Conclusion I This work enable state-of-the-art research into the physical security of networks of autonomous systems. Specifically, this project will help foster new research into identifying and mitigating attacks on autonomous platforms (UGVs, UAVs) that were designed to exploit security weaknesses in logical systems such as software or cryptographic protocols in order to gain access to the unauthorized information, disable the functions of the sensors as well as extract information from the sensors and actuators of an autonomous system, and inject false information into an automotive autonomous system in order to redirect its path and behavior. Since many autonomous systems obtain their external information via wireless transmissions, either from a command-and-control center or from another autonomous system, this presents a possible vulnerability for attack from an external entity. Moreover, given the dependency of most autonomous systems on embedded processors and sensor systems located throughout a platform, this proposed project will help enable research into identifying various forms of embedded processor hardware and firmware attacks, as well as provide a resource for assessing the effectiveness of new approaches to harden these embedded processors.

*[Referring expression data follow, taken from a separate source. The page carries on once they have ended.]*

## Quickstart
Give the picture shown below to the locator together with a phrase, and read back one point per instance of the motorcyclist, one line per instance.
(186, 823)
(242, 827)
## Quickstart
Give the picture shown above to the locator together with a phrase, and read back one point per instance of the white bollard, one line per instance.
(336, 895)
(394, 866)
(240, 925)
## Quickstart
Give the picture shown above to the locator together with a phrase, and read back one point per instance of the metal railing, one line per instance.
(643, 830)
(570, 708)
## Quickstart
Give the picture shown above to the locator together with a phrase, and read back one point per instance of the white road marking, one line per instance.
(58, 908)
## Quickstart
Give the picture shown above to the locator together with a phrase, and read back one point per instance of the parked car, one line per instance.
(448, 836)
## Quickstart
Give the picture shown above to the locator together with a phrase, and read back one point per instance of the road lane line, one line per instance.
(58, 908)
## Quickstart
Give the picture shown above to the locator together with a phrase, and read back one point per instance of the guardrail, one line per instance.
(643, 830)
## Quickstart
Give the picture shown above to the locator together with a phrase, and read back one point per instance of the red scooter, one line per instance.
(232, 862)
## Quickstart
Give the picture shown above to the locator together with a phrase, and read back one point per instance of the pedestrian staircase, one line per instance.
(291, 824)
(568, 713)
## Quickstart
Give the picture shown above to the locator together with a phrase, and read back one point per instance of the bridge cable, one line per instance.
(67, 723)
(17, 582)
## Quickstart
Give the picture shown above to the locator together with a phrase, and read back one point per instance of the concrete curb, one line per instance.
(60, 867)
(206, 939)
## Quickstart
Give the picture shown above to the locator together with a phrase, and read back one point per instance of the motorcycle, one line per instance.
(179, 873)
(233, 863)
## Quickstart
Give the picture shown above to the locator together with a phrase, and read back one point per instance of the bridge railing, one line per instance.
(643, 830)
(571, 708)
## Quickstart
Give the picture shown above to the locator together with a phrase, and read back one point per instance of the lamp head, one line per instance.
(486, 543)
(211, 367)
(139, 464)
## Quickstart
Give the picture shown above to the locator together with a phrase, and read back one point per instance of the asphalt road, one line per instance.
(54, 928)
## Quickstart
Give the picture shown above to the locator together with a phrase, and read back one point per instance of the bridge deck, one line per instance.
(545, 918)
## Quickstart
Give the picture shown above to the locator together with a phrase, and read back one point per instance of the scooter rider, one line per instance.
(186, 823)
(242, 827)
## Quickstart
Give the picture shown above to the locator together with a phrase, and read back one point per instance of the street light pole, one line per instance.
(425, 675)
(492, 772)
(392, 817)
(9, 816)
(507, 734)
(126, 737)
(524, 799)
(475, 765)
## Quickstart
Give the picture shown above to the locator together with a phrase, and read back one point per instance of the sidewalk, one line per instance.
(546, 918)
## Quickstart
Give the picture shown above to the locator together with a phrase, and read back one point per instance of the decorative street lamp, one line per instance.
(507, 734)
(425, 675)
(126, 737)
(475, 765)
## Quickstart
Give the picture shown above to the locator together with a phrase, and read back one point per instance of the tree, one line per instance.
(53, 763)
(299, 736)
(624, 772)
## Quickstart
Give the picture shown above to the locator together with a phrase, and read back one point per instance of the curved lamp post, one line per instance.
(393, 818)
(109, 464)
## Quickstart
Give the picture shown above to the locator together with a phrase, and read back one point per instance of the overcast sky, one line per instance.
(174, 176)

Conclusion II With the current research efforts being pursued in the area of security for autonomous systems, almost all activities are focused on attacks and vulnerabilities that take place at the network layer and above. Conversely, research efforts into securing the lower layers of these systems have been rather minimal and remain to be extensively explored, such as attacks on chips, tampering, reverse engineering, anti-counterfeiting, and information leakage. Thus, given the high level of dependency that these systems possess with respect to the physical environment around them, such as sensory information, microcontrollers, and control data between different platforms, and coupling with these vulnerabilities the exponential growth in the area of complex networks of autonomous platforms, research into physical security of networks of autonomous systems has the potential to be transformative and very high impact given our growing reliance on this technology. Moreover, these issues and their potential solutions lie at the boundaries of embedded processing, physical security, robotics, and wireless communications. Research work developed evaluation methods for assessing the security of networks of autonomous systems. It is necessary to underline that this is the first work that attempts to assess autonomous system security for networks of both unmanned ground vehicles and unmanned aerial vehicles. However, in order to achieve these goals, specialized equipment is needed to accurately assess and evaluate these systems.